Neotrop. ichthyol. v.6 n.2 Porto Alegre  2008

https://doi.org/10.1590/S1679-62252008000200016 

Freshwater temperature in the state of Rio Grande do Sul, Southern Brazil, and its implication for fish culture

 

 

Luciano de Oliveira GarciaI; Carlos Eduardo CopattiI; Flávio WachholzII; Waterloo Pereira FilhoII; Bernardo BaldisserottoI

IDepartamento de Fisiologia e Farmacologia, Universidade Federal de Santa Maria, 97105-900 Santa Maria, RS, Brazil
IIDepartamento de Geociências, Universidade Federal de Santa Maria, 97105.900 Santa Maria, RS, Brazil

 

 


ABSTRACT

In this study we verified data of water temperatures collected by CORSAN-RS from 1996 to 2004 in several cities of the state of Rio Grande do Sul, southern Brazil, and analyzed the possibility of raising the most cultivated fish species in Brazil.

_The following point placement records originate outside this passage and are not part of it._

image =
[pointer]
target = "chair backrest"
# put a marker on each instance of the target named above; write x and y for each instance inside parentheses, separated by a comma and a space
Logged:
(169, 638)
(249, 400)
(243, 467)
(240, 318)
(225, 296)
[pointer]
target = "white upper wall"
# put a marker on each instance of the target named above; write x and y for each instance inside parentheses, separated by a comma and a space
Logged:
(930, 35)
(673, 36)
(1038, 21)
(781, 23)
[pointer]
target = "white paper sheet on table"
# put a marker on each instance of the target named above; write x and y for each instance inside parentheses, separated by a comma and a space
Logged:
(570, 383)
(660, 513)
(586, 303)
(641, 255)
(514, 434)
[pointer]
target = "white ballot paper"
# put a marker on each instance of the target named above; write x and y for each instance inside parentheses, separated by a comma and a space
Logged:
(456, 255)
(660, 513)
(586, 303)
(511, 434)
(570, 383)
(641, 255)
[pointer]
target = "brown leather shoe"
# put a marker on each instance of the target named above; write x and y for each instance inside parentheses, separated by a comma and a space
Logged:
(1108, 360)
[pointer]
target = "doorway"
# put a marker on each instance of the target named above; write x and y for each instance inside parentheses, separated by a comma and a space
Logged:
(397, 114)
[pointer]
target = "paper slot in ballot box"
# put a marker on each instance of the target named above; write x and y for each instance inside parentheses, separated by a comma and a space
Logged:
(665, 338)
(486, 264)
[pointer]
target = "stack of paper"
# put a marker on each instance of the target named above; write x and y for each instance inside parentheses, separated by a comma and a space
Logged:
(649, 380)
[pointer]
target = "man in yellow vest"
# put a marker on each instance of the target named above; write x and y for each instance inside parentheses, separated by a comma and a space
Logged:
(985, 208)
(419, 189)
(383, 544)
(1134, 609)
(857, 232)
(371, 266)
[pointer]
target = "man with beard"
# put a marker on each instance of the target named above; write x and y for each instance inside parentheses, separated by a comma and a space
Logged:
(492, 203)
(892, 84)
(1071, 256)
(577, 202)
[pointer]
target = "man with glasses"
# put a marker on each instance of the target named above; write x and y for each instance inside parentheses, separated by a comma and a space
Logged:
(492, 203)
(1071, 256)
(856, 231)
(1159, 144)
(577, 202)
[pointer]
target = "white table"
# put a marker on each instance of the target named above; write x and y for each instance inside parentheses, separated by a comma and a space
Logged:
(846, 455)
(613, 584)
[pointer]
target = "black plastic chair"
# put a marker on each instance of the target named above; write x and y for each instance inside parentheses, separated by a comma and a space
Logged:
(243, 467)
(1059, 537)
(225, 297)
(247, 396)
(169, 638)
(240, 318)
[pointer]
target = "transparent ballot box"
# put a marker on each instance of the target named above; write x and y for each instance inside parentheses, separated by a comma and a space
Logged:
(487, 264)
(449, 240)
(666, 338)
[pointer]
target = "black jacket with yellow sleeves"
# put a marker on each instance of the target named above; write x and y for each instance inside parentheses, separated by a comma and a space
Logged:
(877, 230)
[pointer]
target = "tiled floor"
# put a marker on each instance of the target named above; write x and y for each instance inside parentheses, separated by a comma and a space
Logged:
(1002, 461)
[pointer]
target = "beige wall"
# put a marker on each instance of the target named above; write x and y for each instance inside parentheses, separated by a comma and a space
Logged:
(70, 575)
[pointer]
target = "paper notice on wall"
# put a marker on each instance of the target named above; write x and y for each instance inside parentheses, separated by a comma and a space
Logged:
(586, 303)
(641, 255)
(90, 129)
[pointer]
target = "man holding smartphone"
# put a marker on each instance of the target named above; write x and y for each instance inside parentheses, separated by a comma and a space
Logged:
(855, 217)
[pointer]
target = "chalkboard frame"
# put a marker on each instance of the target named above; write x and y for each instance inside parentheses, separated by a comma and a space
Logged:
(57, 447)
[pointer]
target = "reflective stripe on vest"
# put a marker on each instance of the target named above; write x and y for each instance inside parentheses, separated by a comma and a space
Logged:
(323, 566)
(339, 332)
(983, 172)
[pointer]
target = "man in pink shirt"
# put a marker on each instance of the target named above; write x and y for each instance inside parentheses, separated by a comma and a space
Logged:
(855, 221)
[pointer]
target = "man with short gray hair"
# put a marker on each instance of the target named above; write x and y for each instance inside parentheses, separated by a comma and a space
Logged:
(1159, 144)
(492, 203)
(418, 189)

The water temperature from 1996 to 2004 was 16 to 28ºC in summer, 17 to 23ºC in fall, 14 to 17ºC (down to 9ºC in the coldest months) in winter and 14 to 21ºC in spring. Native species of this state, such as silver catfish (Rhamdia quelen), traíra (Hoplias malabaricus), dorado (Salminus brasiliensis), pintado (Pimelodus maculatus), as well as carps (family Cyprinidae), are resistant to the low winter temperatures. These species have a lower growth rate in coldest months (winter/spring) but a good development in warmer months (summer/fall), reaching a satisfactory performance throughout the year. In the periods of more intense cold, mortality of some introduced species, such as surubim from Amazon Basin (Pseudoplatystoma sp.), pirapitinga (Piaractus brachypomus), pirarucu (Arapaimas gigas), pacu (Piaractus mesopotamicus), tambaqui (Colossoma macropomum) and Nile tilapia (Oreochromis niloticus) may occur. In addition, as most tropical species have a thermal range for growth and reproduction between 20 to 28ºC, some species may have poor development even in fall. Therefore, water temperature in this state should be considered in the choice of fish species to be cultivated.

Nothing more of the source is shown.